Erinnerungen von Arnautovic werden wach

Marko Arnautovic ist im Sturmzentrum gesetzt, nachdem er das ÖFB-Team als „Joker“ gegen Andorra vor einer Blamage bewahrt hatte. „Die Erwartung ist, dass wir unser Spiel aufziehen und das Spiel für uns entscheiden wollen“, erklärte der Bologna-Legionär. 105 Länderspiele hat Österreichs Rekordmann bisher absolviert. Jede Partie im Nationalteam sei „etwas Besonderes“, betonte Arnautovic – egal ob gegen die Wahlheimat oder nicht.

Das 1:2 vor eineinhalb Jahren in Wembley ist nicht vergessen. Beinahe hätten die Österreicher die Italiener am 26. Juni 2021 in London bereits zu Fall gebracht. Das vermeintliche 1:0 im EM-Achtelfinale zählte nicht, weil sich Arnautovic im Moment der Kopfballvorarbeit von David Alaba mit der Fußspitze im Abseits befand. Sichtbar war das erst auf den Videobildern, der Video Assistant Referee (VAR) griff damals ein.

Marko Arnautovic
IMAGO/Offside Sports Photography/Simon Stacpoole
Im EM-Achtelfinale 2021 bezwang Arnautovic Donnarumma, doch der Stürmer stand zuvor im Abseits

„Es gibt immer zweigeteilte Meinungen wegen dieses VARs. Manche sagen, es ist sinnlos, manche sagen, es ist sehr gut, weil man alles nachverfolgen kann“, erklärte der verhinderte Torschütze mit eineinhalb Jahren Abstand. „Ich hätte es lieber, es wäre nicht dabei gewesen. Oder vielleicht, dass ich mir die Zehen abschneide – dann hätte ich kleinere Füße und wäre auch nicht im Abseits gestanden.“

Revanchegedanken hege er keine, zudem sieht er es nicht nur als Testspiel. „Es ist ein Spiel, das wir sehr ernst nehmen“, meinte der 33-Jährige. „Es gibt keinen Test. Ein Spiel ist ein Spiel. Wir wollen reingehen und versuchen, das Spiel zu gewinnen.“

Rangnick von Zuschauerinteresse enttäuscht

Das sieht auch Rangnick so. Ziel für den Lehrgang seien zwei Siege gewesen. Teil eins gegen Andorra wurde mit einiger Mühe erfüllt. „Ich sehe das Spiel bei Weitem nicht so kritisch, dass man die Mannschaft an den Pranger stellen muss“, blickte der Deutsche noch einmal zurück. Die Kulisse in Wien wird besser sein als im leeren Estadio La Rosaleda in Malaga. Auch für das Spiel im Ernst-Happel-Stadion waren bis Freitagabend allerdings erst 16.000 Karten verkauft.
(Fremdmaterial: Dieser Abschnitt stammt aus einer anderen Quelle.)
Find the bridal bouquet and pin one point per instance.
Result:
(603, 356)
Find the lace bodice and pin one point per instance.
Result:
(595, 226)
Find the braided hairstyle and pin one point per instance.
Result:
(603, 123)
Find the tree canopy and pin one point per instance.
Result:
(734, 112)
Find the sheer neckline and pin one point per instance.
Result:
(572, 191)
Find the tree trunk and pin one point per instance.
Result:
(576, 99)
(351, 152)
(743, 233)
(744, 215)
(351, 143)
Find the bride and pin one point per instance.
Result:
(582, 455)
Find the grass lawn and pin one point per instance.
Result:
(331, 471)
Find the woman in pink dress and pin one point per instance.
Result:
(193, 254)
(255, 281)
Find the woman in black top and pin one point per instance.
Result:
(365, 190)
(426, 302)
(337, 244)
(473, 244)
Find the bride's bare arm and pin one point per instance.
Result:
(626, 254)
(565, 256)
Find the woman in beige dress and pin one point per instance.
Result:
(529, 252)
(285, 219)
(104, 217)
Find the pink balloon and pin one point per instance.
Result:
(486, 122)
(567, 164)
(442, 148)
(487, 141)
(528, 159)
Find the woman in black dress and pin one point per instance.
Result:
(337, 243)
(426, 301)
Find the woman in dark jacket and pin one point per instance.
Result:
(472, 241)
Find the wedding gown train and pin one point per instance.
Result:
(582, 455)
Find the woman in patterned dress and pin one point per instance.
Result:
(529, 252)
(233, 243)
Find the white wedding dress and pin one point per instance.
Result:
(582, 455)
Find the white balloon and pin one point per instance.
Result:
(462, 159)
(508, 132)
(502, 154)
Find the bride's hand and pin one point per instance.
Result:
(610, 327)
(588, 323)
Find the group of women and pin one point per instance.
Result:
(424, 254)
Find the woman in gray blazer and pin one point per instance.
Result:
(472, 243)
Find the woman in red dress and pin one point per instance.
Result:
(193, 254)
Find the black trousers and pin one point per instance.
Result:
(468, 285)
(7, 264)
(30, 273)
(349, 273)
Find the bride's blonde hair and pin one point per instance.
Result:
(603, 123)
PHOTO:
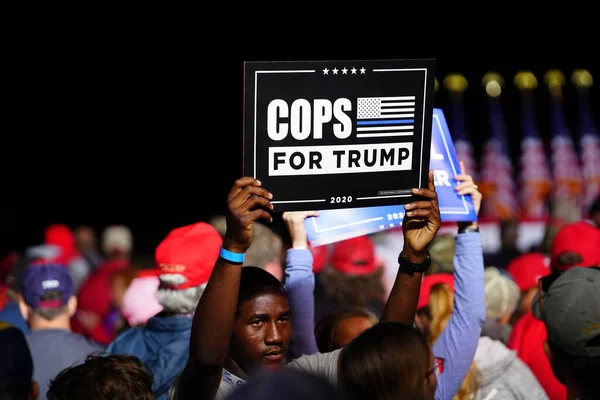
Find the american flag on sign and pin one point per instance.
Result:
(497, 181)
(589, 147)
(385, 116)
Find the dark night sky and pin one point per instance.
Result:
(148, 132)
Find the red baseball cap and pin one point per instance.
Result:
(431, 280)
(528, 268)
(354, 256)
(579, 237)
(191, 251)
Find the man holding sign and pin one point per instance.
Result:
(338, 134)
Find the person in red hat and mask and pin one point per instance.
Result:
(575, 244)
(184, 262)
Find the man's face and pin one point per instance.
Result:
(261, 332)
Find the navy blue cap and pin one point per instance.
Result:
(41, 278)
(16, 368)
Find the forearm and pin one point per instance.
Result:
(403, 299)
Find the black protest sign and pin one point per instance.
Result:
(338, 134)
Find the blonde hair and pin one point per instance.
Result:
(441, 304)
(267, 246)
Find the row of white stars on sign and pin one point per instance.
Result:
(344, 71)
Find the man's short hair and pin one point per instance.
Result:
(118, 377)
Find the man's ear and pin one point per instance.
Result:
(548, 352)
(35, 390)
(24, 308)
(72, 305)
(274, 269)
(504, 320)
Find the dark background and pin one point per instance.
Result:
(145, 129)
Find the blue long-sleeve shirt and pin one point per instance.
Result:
(458, 342)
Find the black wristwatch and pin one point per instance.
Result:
(407, 267)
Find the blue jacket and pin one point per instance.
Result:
(163, 345)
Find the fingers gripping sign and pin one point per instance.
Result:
(247, 202)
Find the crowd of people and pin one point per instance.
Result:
(232, 310)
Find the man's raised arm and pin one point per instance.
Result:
(420, 225)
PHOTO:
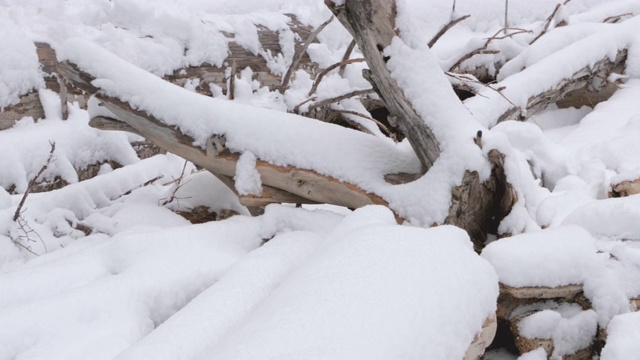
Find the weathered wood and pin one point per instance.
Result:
(29, 105)
(479, 207)
(625, 188)
(578, 83)
(243, 58)
(483, 339)
(372, 24)
(207, 74)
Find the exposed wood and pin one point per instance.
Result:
(299, 54)
(29, 105)
(525, 344)
(483, 339)
(566, 292)
(307, 185)
(446, 28)
(207, 74)
(372, 24)
(625, 188)
(479, 207)
(243, 58)
(586, 78)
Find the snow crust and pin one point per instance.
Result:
(553, 257)
(145, 283)
(570, 331)
(623, 338)
(379, 281)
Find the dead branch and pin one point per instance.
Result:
(614, 19)
(340, 98)
(298, 57)
(324, 72)
(346, 56)
(446, 28)
(232, 81)
(33, 181)
(378, 123)
(372, 25)
(483, 49)
(548, 21)
(178, 183)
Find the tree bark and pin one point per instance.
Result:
(372, 25)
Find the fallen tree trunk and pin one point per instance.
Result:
(576, 91)
(204, 75)
(476, 207)
(372, 25)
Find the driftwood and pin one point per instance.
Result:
(206, 74)
(476, 207)
(482, 340)
(577, 90)
(372, 24)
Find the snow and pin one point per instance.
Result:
(623, 338)
(570, 332)
(319, 281)
(18, 64)
(553, 257)
(382, 292)
(247, 178)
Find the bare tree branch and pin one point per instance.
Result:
(298, 57)
(346, 56)
(33, 181)
(446, 28)
(327, 70)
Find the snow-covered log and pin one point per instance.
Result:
(371, 23)
(203, 76)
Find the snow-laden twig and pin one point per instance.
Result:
(548, 21)
(483, 48)
(446, 28)
(298, 58)
(33, 181)
(340, 98)
(346, 56)
(178, 183)
(324, 72)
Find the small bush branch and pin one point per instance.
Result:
(340, 98)
(298, 57)
(548, 21)
(446, 28)
(483, 48)
(324, 72)
(346, 56)
(33, 181)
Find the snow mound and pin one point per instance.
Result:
(623, 338)
(384, 284)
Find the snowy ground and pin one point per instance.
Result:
(314, 282)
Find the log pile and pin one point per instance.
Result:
(517, 303)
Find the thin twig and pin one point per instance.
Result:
(446, 28)
(548, 21)
(506, 16)
(298, 57)
(328, 69)
(380, 125)
(296, 109)
(483, 48)
(146, 183)
(340, 98)
(33, 181)
(346, 56)
(232, 81)
(178, 183)
(614, 19)
(476, 81)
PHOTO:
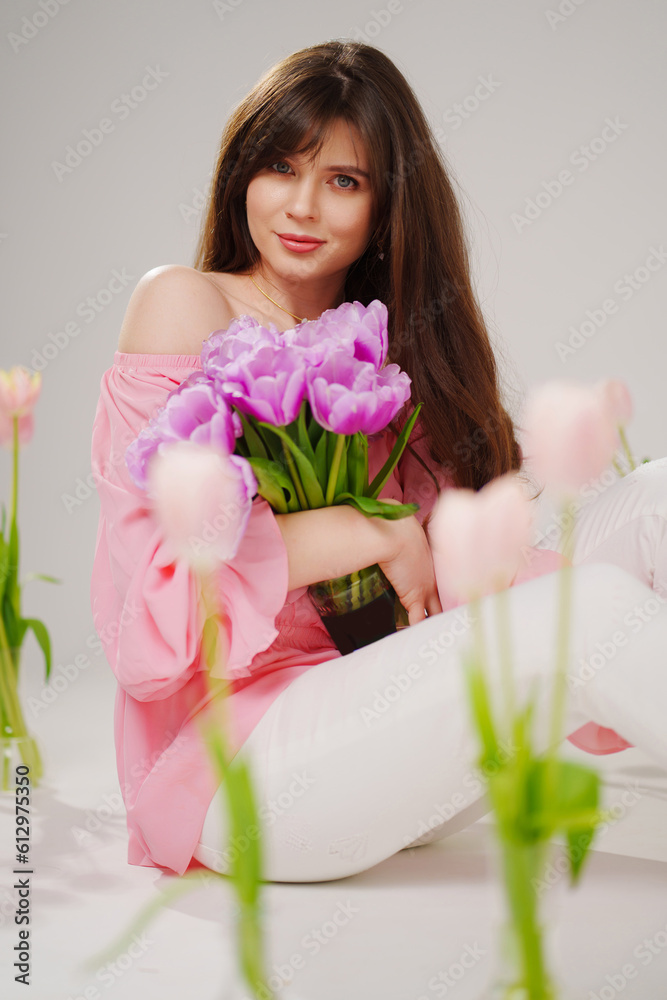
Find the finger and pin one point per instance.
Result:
(415, 614)
(433, 605)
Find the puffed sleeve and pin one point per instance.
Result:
(146, 604)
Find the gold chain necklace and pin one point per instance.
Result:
(301, 320)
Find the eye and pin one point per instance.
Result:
(348, 187)
(277, 163)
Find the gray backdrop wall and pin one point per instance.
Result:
(552, 116)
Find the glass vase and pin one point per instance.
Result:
(359, 608)
(532, 880)
(17, 745)
(19, 750)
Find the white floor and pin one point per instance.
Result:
(418, 926)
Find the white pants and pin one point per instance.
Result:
(373, 752)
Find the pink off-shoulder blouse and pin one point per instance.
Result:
(146, 606)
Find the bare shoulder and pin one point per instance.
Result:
(172, 310)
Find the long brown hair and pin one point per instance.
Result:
(437, 333)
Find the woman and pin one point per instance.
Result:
(329, 187)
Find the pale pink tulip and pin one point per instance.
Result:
(617, 397)
(570, 434)
(478, 538)
(19, 390)
(203, 500)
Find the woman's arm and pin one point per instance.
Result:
(333, 541)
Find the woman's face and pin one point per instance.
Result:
(328, 199)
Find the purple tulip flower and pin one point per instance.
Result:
(269, 384)
(244, 335)
(348, 396)
(194, 411)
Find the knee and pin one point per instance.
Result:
(606, 584)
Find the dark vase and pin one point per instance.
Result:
(359, 608)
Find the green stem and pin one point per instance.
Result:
(562, 649)
(626, 447)
(12, 714)
(522, 865)
(502, 619)
(335, 466)
(296, 479)
(249, 928)
(15, 464)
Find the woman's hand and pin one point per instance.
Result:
(409, 567)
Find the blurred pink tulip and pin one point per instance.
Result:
(478, 538)
(617, 397)
(19, 390)
(203, 500)
(570, 434)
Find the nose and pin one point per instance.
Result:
(302, 202)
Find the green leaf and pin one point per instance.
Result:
(321, 466)
(481, 709)
(341, 480)
(573, 808)
(254, 440)
(42, 636)
(40, 576)
(311, 486)
(357, 464)
(315, 430)
(248, 865)
(377, 508)
(4, 565)
(396, 452)
(271, 480)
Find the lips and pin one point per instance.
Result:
(299, 238)
(298, 243)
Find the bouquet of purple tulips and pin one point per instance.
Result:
(293, 412)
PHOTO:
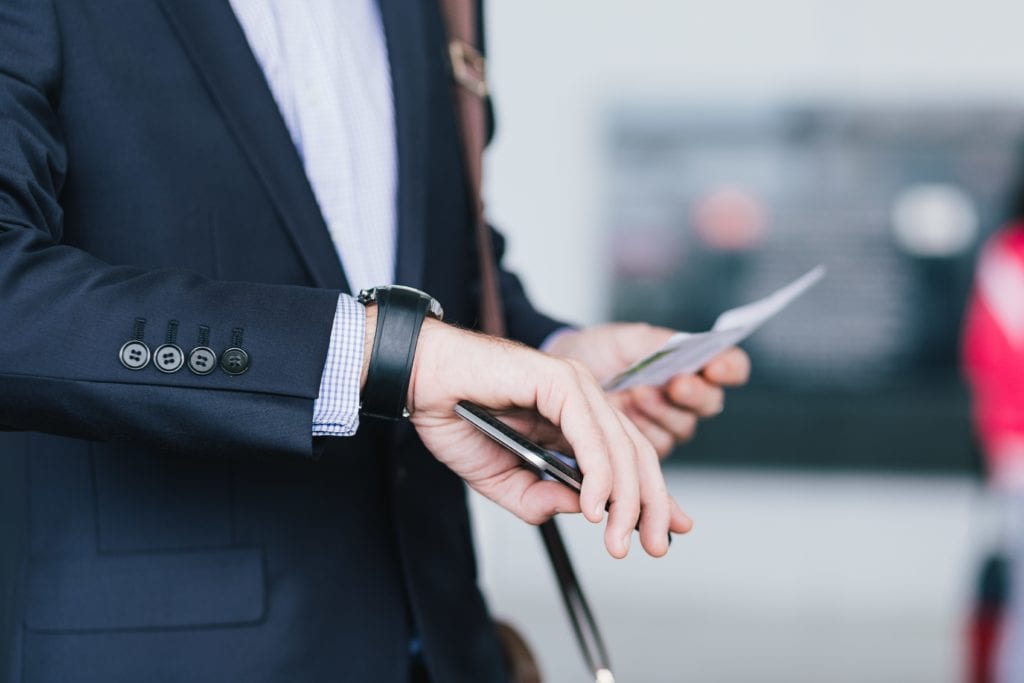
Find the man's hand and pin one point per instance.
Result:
(667, 415)
(619, 464)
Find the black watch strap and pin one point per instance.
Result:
(399, 315)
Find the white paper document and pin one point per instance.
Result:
(686, 352)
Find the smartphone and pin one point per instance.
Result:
(540, 459)
(547, 462)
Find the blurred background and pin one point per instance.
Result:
(666, 160)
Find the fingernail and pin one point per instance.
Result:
(684, 389)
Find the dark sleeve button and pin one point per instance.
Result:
(134, 354)
(235, 360)
(202, 360)
(169, 358)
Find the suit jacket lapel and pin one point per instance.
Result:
(409, 55)
(217, 45)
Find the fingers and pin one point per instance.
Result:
(655, 504)
(692, 392)
(625, 442)
(730, 368)
(653, 407)
(584, 420)
(663, 441)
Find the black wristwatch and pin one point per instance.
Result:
(400, 311)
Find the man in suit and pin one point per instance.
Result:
(190, 191)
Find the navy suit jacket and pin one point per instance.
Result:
(183, 527)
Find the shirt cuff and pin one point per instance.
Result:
(336, 411)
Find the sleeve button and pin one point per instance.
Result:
(169, 358)
(134, 354)
(202, 360)
(235, 360)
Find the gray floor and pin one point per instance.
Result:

„Ich bin eigentlich davon ausgegangen, dass bei einem Spiel gegen Italien, den amtierenden Europameister, das Stadion eher ausverkauft ist als halbleer“, sagte Rangnick. Zumal das Team für einige Zeit zum letzten Mal in Wien zu sehen sein könnte. Das Heimdoppel zum Auftakt der EM-Quali dürfte laut Rangnick in Linz über die Bühne gehen. Vor Spielbeginn gegen Italien wird es eine Schweigeminute für den am Mittwoch verstorbenen Ex-ÖFB-Teamstürmer Gerhard Rodax geben.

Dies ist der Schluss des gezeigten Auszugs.